If you or a loved one were a customer of Worden Capital Management and either sustained financial losses or suspect inappropriate activity in your investment or retirement accounts, contact New York securities arbitration attorney August Iorio of Iorio Altamirano LLP. August Iorio can be reached at firstname.lastname@example.org or toll-free at (855) 430-4010 for a free and confidential evaluation of your account and a review of your legal rights.

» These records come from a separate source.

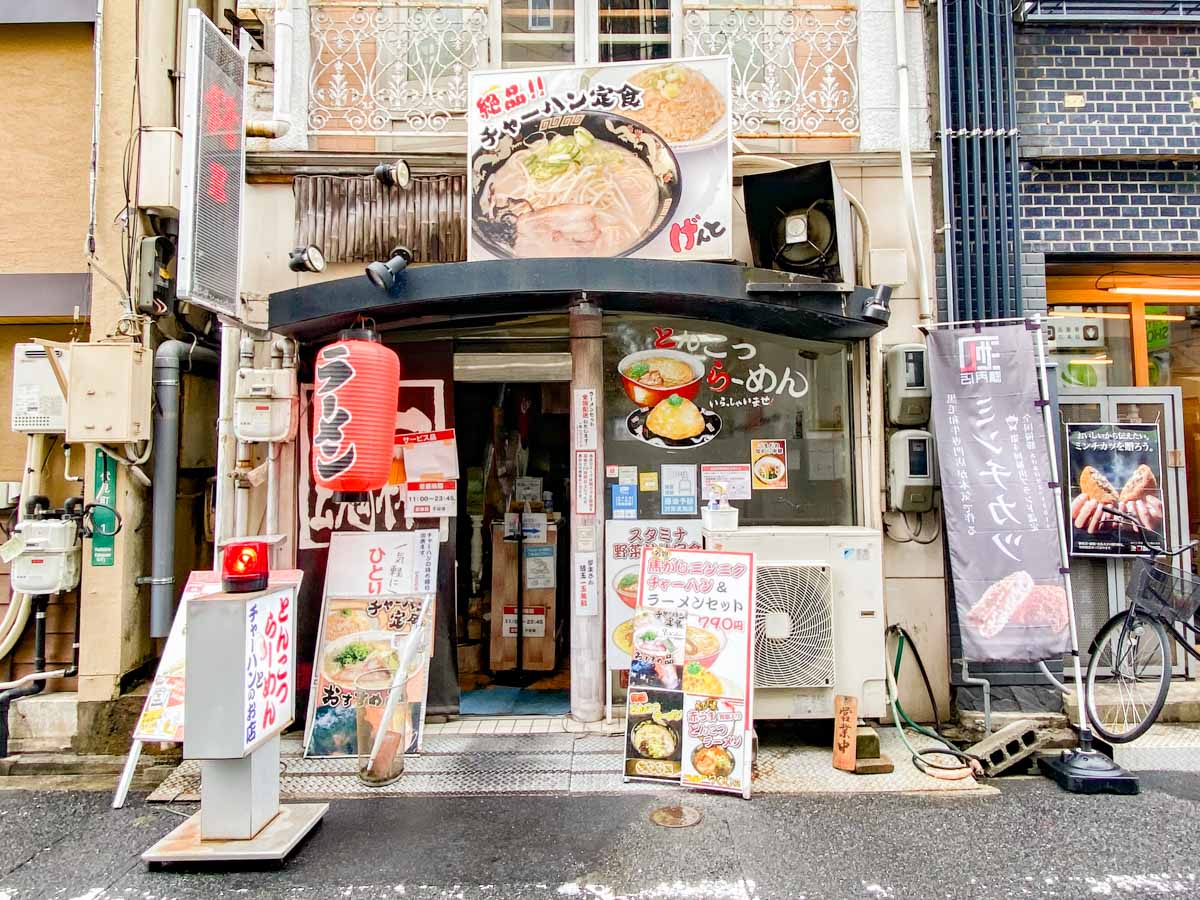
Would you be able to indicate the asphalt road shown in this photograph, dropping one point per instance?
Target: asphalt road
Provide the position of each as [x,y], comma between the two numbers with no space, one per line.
[1030,840]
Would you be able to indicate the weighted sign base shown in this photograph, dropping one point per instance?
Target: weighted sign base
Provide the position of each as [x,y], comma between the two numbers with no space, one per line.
[270,845]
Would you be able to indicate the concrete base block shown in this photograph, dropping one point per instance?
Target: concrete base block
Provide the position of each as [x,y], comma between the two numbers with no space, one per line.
[1008,747]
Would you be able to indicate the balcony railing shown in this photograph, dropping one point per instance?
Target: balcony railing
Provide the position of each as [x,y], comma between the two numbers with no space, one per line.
[399,67]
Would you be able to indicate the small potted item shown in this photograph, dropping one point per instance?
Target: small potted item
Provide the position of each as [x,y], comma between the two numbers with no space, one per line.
[719,515]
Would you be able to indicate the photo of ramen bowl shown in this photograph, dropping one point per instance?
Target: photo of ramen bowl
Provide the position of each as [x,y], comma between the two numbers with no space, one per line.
[702,646]
[591,185]
[713,761]
[625,585]
[651,377]
[769,469]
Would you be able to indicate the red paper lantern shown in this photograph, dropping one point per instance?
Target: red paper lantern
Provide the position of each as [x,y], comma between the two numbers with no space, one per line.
[358,383]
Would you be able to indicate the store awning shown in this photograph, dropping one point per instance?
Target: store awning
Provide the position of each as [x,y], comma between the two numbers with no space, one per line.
[759,299]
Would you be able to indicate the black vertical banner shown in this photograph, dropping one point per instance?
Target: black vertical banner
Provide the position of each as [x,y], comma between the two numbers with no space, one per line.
[1001,521]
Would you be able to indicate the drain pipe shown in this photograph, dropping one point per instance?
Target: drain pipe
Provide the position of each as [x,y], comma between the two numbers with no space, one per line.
[34,685]
[171,360]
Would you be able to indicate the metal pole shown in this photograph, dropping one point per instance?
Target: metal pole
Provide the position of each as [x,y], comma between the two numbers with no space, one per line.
[1085,731]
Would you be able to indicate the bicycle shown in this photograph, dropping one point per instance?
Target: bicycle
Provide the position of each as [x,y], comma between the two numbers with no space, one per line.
[1133,646]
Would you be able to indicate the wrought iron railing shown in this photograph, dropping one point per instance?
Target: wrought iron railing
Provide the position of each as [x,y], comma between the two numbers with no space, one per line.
[399,67]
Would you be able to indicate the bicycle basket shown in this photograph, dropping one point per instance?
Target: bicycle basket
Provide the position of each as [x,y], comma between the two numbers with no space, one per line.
[1164,591]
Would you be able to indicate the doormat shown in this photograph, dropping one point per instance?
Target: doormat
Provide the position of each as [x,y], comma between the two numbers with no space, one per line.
[514,701]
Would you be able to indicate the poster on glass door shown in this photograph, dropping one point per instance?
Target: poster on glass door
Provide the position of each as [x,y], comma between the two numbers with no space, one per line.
[1115,468]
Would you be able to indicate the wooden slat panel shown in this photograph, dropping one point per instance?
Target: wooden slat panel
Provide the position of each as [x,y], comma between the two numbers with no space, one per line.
[359,220]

**Corrections and Clarifications: July 7, 2021**
- An earlier version of this blog post indicated that Robert Rotunno had 11 customer disputes that resulted in a settlement or judgment disclosed on his BrokerCheck report. Iorio Altamirano LLP’s statement was accurate at the time of publication and was based on publicly available information. On June 17, 2021, a FINRA arbitrator recommended that 10 of the 11 customer disputes be expunged from Mr. Rotunno’s BrokerCheck Report. Although the disclosures remain on Mr. Rotunno’s BrokerCheck report until Mr. Rotunno receives a court order to execute the expungement directive, Iorio Altamirano LLP has updated this blog post to reflect that Mr. Rotunno only has one remaining customer dispute disclosure on his public disclosure report.